The server is dedicated to this task and I want to wring the maximum performance out of the hardware (but no I don't want to implement it in C++).
The simplest implementation would be to have a single Java process which creates and monitors a number of worker threads. An alternative would be to run a Java process for each worker.
Assuming for arguments sake a quadcore Linux server which of these solutions would you anticipate being more performant and why?
You can assume the workers never need to communicate with one another.
One process, multiple threads - for a few reasons.
When context-switching between jobs, it's cheaper on some processors to switch between threads than between processes. This is especially important in this kind of I/O-bound case with more workers than cores. The more work you do between getting I/O blocked, the less important this is. Good buffering will pay for threads or processes, though.
When switching between threads in the same JVM, at least some Linux implementations (x86, in particular) don't need to flush cache. See Tsuna's blog. Cache pollution between threads will be minimized, since they can share the program cache, are performing the same task, and are sharing the same copy of the code. We're talking savings on the order of 100's of nanoseconds to several microseconds per switch. If that's small potatoes for you, then read on...
Depending on the design, the I/O data path may be shorter for one process.
The startup and warmup time for a thread is generally much shorter. The OS doesn't have to start a process, Java doesn't have to start another JVM, classloading is only done once, JIT-compilation is only done once, and HotSpot optimizations are done once, and sooner.
Well usually, when discussing multi processing (/w one thread per process) versus multi threading in the same process, while the theoretical overhead is bigger in the first case than in the latter (and thus multi processing is theoretically slower than multi threading), in reality on most modern OSs this is not such a big issue. However when discussing it in the Java context, starting a new process is a lot more costly then starting a new thread.
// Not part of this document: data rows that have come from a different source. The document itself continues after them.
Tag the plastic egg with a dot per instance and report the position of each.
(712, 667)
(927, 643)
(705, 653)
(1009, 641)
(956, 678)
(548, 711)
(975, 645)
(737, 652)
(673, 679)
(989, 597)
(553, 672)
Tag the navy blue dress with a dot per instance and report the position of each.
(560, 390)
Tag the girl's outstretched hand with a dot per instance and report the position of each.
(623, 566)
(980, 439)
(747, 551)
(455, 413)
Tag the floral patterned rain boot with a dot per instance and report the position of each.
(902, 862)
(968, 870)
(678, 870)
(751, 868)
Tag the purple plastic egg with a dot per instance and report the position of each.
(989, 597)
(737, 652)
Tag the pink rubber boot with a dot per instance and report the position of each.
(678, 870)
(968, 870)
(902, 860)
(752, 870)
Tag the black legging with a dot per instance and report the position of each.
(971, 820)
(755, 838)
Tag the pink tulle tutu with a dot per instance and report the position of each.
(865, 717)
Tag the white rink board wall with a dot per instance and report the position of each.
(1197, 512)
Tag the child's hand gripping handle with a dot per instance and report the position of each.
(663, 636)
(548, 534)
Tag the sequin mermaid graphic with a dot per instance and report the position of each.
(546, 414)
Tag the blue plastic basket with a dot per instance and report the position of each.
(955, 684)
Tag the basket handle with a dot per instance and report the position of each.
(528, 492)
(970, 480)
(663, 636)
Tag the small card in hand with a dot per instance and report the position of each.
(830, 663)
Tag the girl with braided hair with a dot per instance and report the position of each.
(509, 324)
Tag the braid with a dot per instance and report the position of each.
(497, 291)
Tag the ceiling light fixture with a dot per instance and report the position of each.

Starting a new process means starting up a new instance of the JVM which is very costly especially in terms of memory. I recommend that you start multiple threads in the same JVM.
Moreover, if you say inter-thread communication is not an issue, you can use Java's Executor Service to get a fixed thread pool of size 2x(number of available CPUs). The number of available CPU's can be autodetected at runtime via Java's Runtime class. This way you get a quick simple multithreading going without any boiler plate code.
Actually, if you do this with large scale taks using multiple jvm process is way faster than one jvm with multple threads. At least we never got one jvm runnning as fast as multple jvms.
We do some calculations where each task uses around 2-3GB ram and does some heavy number crunching. If we spawn 30 jvm's and run 30 task they perform around 15-20% better than spawning 30 threads in one jvm. We tried tuning the gc and the various memory sections and never catched up to the first variant.
We did this on various machines 14 tasks on a 16 core server, 34 tasks on a 36 core server etc. Multithreading in java always performed worde than multiple jvm processes.
It may not make any difference on simple tasks but on heavy calculations it seems jvm performce bad on threads.